Pudding

HomePage

Inspiration

"Need: Al that scans PR #1024 and comments: 'This is a duplicate of PR #20' Kinda hard sometimes to find who fixed a bug or implemented a feature first and give attribution. " ~ Shadcn.

Open source maintainer a fighting a losing battle against people who make slight modifications, implement an existing PR or worse straight up duplicates a PR. This cannot continue and 'Pudding' is solving this problem

What it does

Pudding is a Gemini powered assistant that identifies duplicate PRs by understanding their intent, not just comparing code diffs. We initially run the program with Bag-of-Words embeddings and Jaccard file overlap filter thousands of PRs down to a few candidates in milliseconds, then on selected few Gemini performs semantic comparison by extracts structured intent (problem, component, behavior, code approach) where its verified whether the PRs are duplicated or not and then output is commented!

How we built it

We built a funnel-based architecture:

Stage 1-2 (Fast Local Filters): Bag-of-Words embeddings and Jaccard file overlap filter thousands of PRs down to a few candidates in milliseconds

Stage 3-5 (LLM Reasoning): Gemini 3 extracts structured intent (problem, component, behavior, code approach) and performs semantic comparison on remaining candidates

Challenges we ran into

Mock embeddings producing garbage: Initial Math.random() vector generation made all embeddings orthogonal.
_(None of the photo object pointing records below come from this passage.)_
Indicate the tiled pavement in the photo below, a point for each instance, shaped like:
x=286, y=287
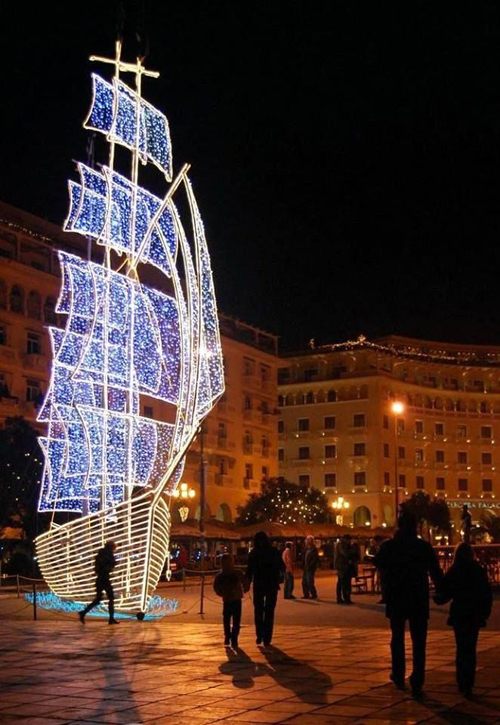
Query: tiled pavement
x=173, y=672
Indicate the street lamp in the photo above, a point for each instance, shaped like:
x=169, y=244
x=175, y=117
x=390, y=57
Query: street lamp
x=184, y=492
x=397, y=408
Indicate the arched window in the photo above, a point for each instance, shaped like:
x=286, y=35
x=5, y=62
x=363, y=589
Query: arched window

Replaced with deterministic Bag-of-Words (Hashing Trick) to ensure similar text yields similar vectors.

Gemini JSON response inconsistency: Gemini sometimes returned JSON wrapped in markdown code blocks instead of raw JSON. Had to implement regex stripping and fallback parsing with JSON.parse() wrapped in try-catch.

TypeScript generic inference: generateJSON() function lacked a generic type parameter , causing TypeScript errors at call sites like generateJSON(prompt). Fixed by adding to the function signature.

GitHub API diff gaps: The Files API returns patch (unified diff) only for text files under a size limit. Large binary files or renamed files have no patch data, causing undefined in our diff concatenation.

Confidence floor logic: Initial weighted scoring produced confusingly low scores (60%) for clear duplicates when one factor was low. Added a "confidence floor" (85% minimum) when Gemini's semantic similarity exceeds 90%.

Array response normalization: Gemini occasionally returned [{pr1: ...}, {pr2: ...}] instead of {pr1: ..., pr2: ...}. Frontend had to detect arrays and reduce() them into a single object.

Accomplishments that we're proud of

97%+ accuracy on test duplicate pairs with the weighted scoring system

Sub-second filtering for the first 2 stages using local embeddings

Intent-aware analysis: The system understands that "fix auth bug for special chars" and "handle symbols in passwords" are duplicates even with different code

What we learned

Response format enforcement: Adding responseMimeType: 'application/json' to Gemini config drastically reduces markdown-wrapped responses, but doesn't eliminate them entirely.

Temperature = 0.1 for consistency: Low temperature makes Gemini's structured outputs reproducible. Higher values caused random field ordering and inconsistent scoring.

Few-shot isn't always needed: Explicit JSON schema in the prompt with field descriptions worked better than few-shot examples for our use case. Retry on 503, not 429: 503 (overloaded) is transient and worth retrying. 429 (rate limit) means backoff and wait. Different error handling for each.

Confidence floors prevent confusion: Raw weighted averages can produce misleading scores. Floors and boosts based on key signals improve user trust.